Improvement of process-based crop models is needed to achieve high fidelity forecasts of regional energy, water, and carbon exchanges. However, most state-of-the-art Land Surface Models (LSMs) assessed in the fifth phase of the Coupled Model Inter-comparison project (CMIP5) simulated crops as unmanaged C3 or C4 grasses. This study evaluated the crop-enabled version of one of the most widely used LSMs, the Community Land Model (CLM4-Crop), for simulating corn and soybean agro-ecosystems at relatively long-time scales (up to 11 years) using 54 site-years of data. We found that CLM4-Crop had a biased phenology during the early growing season and that carbon emissions from corn and soybean were underestimated. The model adopts universal physiological parameters for all crop types neglecting the fact that different crops have different specific leaf area, leaf nitrogen content and vcmax25, etc. As a result, model performance varied considerably according to crop type.
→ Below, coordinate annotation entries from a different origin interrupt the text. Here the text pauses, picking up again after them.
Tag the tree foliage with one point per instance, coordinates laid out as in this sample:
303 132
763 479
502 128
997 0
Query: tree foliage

Overall, the energy and carbon exchange of corn systems were better simulated than soybean systems. Long-term simulations at multiple sites showed that gross primary production (GPP) was consistently over-estimated at soybean sites leading to very large short and long-term biases. A modified model, CLM4-CropM’, with optimized phenology and calibrated crop physiological parameters yielded significantly better simulations of gross primary production (GPP), ecosystem respiration (ER) and leaf area index (LAI) at both short (hourly) and long-term (annual to decadal) timescales for both soybean and corn.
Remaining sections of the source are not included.